The same holds true for IT IPOs in general. Following the dot-com crash “IT companies weren’t able to sell too much of anybody until 2003; now they’re starting to move further along the maturity curve,” says John Taylor, vice president of research with the National Venture Capital Association (NVCA).

“In 2003, we saw IT sales gradually resume. It takes two, three, or four years of a [solid] track record to make a company a good candidate for IPO,” he says. “These companies are looking toward their next step in growth, which is IPO or acquisition.”

In anticipation of an IPO, venture capitalists are willing to stick with their companies a little longer now too, says Mark Heesen, president of the NVCA.

“The quarterly increase in later-stage investing may be reflective of an improving exit market as venture capitalists are now willing to invest an additional later-stage round with the hopes that an IPO or a robust acquisition is around the corner," Heesen says. (Venture funding reached a five-year high in the first quarter. Read more.).

 

IPO winners, losers

The latest technology IPOs haven't all been sure things, though, with some losing steam rather quickly. As of April 18, WiMAX operator Clearwire, which went public on March 7, is off 29% from its opening day closing price.
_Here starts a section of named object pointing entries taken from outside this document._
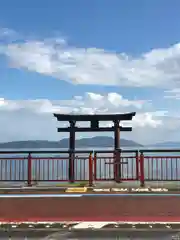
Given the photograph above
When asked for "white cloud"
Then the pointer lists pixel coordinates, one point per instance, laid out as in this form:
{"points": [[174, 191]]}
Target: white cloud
{"points": [[173, 94], [54, 57], [33, 119]]}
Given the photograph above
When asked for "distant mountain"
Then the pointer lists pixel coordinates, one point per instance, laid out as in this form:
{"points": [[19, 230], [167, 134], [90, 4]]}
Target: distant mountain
{"points": [[168, 144], [102, 141]]}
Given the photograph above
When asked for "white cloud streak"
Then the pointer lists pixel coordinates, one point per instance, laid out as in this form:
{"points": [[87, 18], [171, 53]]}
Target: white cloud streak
{"points": [[54, 57], [33, 119]]}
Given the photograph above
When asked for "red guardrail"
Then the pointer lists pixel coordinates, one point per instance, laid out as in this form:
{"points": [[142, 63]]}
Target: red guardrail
{"points": [[122, 165], [155, 166], [43, 166]]}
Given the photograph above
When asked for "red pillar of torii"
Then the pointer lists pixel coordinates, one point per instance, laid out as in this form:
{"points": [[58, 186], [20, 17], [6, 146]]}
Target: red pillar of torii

Veraz Networks, a maker of VoIP softswitches and gateways, is down 16% from its April 4 opening-day close of $7.80 per share. And Surcefire, a maker of network intrusion-detection systems that went public on March 8, is also down 16% from its first-day closing price, according to IPOhome.com.

The most visible flop has been Vonage, which went public in May 2006. Since then, the VoIP company has lost more than 80% of its value, in large part because of a federal court ruling that it infringed on three Verizon patents.

Conversely, some of the early first-quarter winners are BigBand Networks, which makes video processing platforms for telecom and cable networks; and wireless LAN developer Aruba Networks. They have returned 35% and 26%, respectively, since their openings.

Wireless service provider MetroPCS, which went public this week is returning 24% so far.

Others taking off include IPOs from late last year, including WAN optimization appliance vendor Riverbed (200%) and session border controller vendor Acme Packet (46%).

“Investors are looking at fundamentals,” Ozalp says. “They are not going for anything investment bankers are pushing out to them – which is great, because that will keep the market sane and enable good companies to go out there and raise money from the public.”

 

Network IPO pipeline

So who’s next in the network IPO pipeline? Network processor developer Cavium Networks is expected to go public the week of April 30 after filing in mid-February.

Mobile broadband infrastructure vendor Airvana filed for a $75 million IPO a few weeks ago. The opening date is yet to be determined.

Starent Networks, a maker of multimedia systems for mobile operators, filed in early March but has yet to announce an opening date. Enterprise VoIP vendor ShoreTel filed in mid-February but its expected opening is also undetermined. Optical networking company Infinera filed in late February with an opening date yet to be determined. And data center automation software vendor BladeLogic filed April 5 with an as yet undetermined opening date.